Publié le 22 mars 2016 par Elise Lagacé

Crédit photo : Coyote Records / Simone Records et LePetitRusse

Il aura fallu pas de mal de pression et plusieurs tapes dans le dos pour que Stefie Shock accepte de pondre un album en hommage à l’une de ses idoles, le grand Gainsbourg. C’est pour le 25e anniversaire de sa mort que cet opus en duo nous a été offert. Si l’exercice n’est pas sans valeur, le résultat se révèle inégal, mais heureusement ponctué de quelques belles surprises qui nous prémunissent d’une amère déception.

D’entrée de jeu, l’album s’étouffe sur l’impression de malaise et d’hésitation qui se dégage des duos de Klô Pelgag et Gaëlle dont on peine d’ailleurs à distinguer les voix dans le déluge des arrangements qui les écrase.

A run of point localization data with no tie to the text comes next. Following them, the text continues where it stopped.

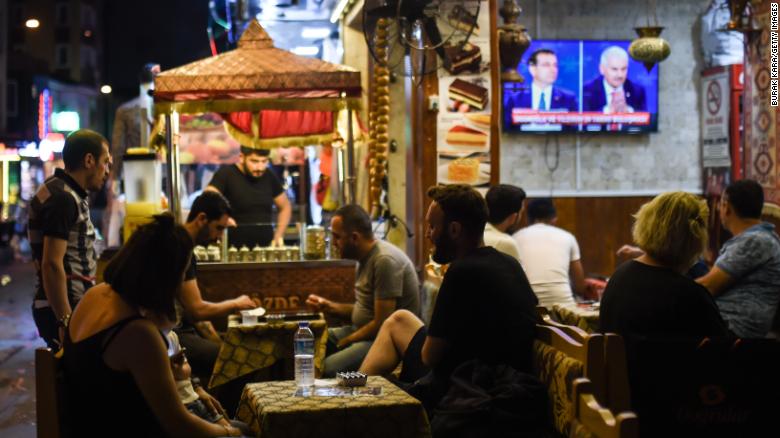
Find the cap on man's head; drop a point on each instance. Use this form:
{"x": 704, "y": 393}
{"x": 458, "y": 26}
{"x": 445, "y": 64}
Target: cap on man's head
{"x": 148, "y": 72}
{"x": 79, "y": 144}
{"x": 246, "y": 150}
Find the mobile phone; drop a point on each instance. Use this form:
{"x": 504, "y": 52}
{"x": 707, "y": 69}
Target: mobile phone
{"x": 178, "y": 358}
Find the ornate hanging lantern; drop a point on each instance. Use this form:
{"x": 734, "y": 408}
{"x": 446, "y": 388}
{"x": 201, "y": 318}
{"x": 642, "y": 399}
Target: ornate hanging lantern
{"x": 513, "y": 41}
{"x": 650, "y": 48}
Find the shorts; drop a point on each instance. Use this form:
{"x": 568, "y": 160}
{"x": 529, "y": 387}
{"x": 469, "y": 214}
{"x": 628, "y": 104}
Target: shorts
{"x": 199, "y": 409}
{"x": 413, "y": 367}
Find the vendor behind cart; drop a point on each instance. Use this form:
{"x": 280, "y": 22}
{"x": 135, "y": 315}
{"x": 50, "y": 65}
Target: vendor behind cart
{"x": 252, "y": 190}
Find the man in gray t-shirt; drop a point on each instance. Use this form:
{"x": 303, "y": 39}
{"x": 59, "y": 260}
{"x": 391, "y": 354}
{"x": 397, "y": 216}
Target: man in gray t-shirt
{"x": 745, "y": 280}
{"x": 386, "y": 281}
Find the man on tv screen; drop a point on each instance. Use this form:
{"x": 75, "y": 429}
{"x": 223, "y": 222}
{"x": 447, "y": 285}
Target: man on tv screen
{"x": 612, "y": 92}
{"x": 542, "y": 95}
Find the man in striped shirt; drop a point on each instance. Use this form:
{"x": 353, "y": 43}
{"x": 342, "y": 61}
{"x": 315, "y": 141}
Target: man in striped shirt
{"x": 61, "y": 234}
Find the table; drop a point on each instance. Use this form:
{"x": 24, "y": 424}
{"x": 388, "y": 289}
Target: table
{"x": 586, "y": 318}
{"x": 271, "y": 410}
{"x": 249, "y": 348}
{"x": 280, "y": 286}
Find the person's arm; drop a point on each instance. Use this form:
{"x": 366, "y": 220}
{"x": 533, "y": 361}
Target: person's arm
{"x": 320, "y": 304}
{"x": 283, "y": 219}
{"x": 140, "y": 350}
{"x": 200, "y": 310}
{"x": 53, "y": 274}
{"x": 716, "y": 281}
{"x": 382, "y": 309}
{"x": 630, "y": 251}
{"x": 509, "y": 247}
{"x": 433, "y": 351}
{"x": 578, "y": 277}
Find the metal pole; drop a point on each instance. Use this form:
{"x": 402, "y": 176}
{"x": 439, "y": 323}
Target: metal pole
{"x": 351, "y": 179}
{"x": 172, "y": 141}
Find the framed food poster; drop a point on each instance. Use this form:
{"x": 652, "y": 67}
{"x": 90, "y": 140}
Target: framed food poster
{"x": 464, "y": 122}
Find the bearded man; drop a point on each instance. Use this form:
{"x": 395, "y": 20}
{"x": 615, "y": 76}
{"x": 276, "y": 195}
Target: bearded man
{"x": 253, "y": 190}
{"x": 386, "y": 281}
{"x": 485, "y": 309}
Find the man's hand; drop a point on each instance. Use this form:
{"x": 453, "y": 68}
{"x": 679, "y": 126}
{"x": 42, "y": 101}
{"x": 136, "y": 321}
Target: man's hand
{"x": 211, "y": 403}
{"x": 243, "y": 303}
{"x": 343, "y": 342}
{"x": 629, "y": 251}
{"x": 318, "y": 303}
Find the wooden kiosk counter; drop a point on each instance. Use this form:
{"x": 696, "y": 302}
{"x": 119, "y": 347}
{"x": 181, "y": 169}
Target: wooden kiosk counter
{"x": 279, "y": 285}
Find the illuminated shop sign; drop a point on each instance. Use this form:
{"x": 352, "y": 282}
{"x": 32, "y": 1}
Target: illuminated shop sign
{"x": 65, "y": 121}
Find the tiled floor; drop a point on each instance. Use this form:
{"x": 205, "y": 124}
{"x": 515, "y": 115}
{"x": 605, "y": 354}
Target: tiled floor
{"x": 18, "y": 341}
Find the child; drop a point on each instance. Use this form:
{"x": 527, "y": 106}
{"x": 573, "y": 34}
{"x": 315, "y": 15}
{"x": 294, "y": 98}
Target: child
{"x": 199, "y": 403}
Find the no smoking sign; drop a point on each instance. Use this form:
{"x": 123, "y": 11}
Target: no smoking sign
{"x": 714, "y": 97}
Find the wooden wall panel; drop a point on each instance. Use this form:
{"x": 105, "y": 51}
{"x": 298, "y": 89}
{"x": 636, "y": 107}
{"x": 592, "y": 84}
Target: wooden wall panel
{"x": 601, "y": 226}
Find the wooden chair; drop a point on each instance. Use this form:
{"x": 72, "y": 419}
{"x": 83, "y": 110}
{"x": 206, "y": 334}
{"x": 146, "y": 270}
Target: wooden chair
{"x": 48, "y": 394}
{"x": 617, "y": 393}
{"x": 591, "y": 419}
{"x": 558, "y": 360}
{"x": 618, "y": 390}
{"x": 574, "y": 332}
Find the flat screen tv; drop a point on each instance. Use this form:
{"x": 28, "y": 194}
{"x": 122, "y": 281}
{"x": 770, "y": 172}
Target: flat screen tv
{"x": 581, "y": 86}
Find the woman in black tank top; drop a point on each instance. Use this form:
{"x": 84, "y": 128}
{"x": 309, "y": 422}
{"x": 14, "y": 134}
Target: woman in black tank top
{"x": 117, "y": 373}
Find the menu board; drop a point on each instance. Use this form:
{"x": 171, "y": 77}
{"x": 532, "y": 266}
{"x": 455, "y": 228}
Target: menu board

C’est ensuite Fanny Bloom qui récupère la patate chaude avec l’un des amalgames les plus réussis de l’album, «L’anamour». Son aisance, la texture sensuelle de sa voix et son habileté à rendre des textes à la rythmique complexe parviennent à créer une ambiance particulière et riche. À ses côtés, Shock se fait discret; Bloom lévite alors que lui semble s’incliner.

On poursuit sur cette excellente lancée avec Laurence Nerbonne qui reprend l’hymne de Françoise Hardy, «Comment te dire adieu», dans une version joyeusement réactualisée par Stefie Shock, mais qui ne s’éloigne pas trop de l’original ni dans l’interprétation ni dans les synthés. Puis vient «L’hôtel particulier» avec Pascale Bussières, qui parvient à joindre son parler caractéristique dans cette pièce phare de l’album culte: Histoire de Melody Nelson.

Et on nous propose ensuite un soft «Ford Mustang» par Suzie McLelove des Breastfeeders, qui ne nous enchante ni ne nous déplaît. Puis c’est au tour de «Je suis venu te dire que je m’en vais» où l’exquise Anne Dorval, qui a hésité longtemps avant de se joindre au projet, peine à surfer sur ses consonnes dentales. Malgré cela, la justesse de l’émotion qu’elle transporte est sublime à nous donner des frissons. Même un Stefie hésitant qui vient s’en mêler ne parvient pas à rompre le charme. De cette interprétation de l’hymne à la rupture, on sort convaincu de deux choses l’une: s’il l’avait entendue de son vivant, Gainsbourg aurait offert un album complet à Mme Dorval et de deux, on s’incline pour reconnaitre qu’il s’agit de l’une de nos plus grandes actrices, même étranglée par un coach de diction.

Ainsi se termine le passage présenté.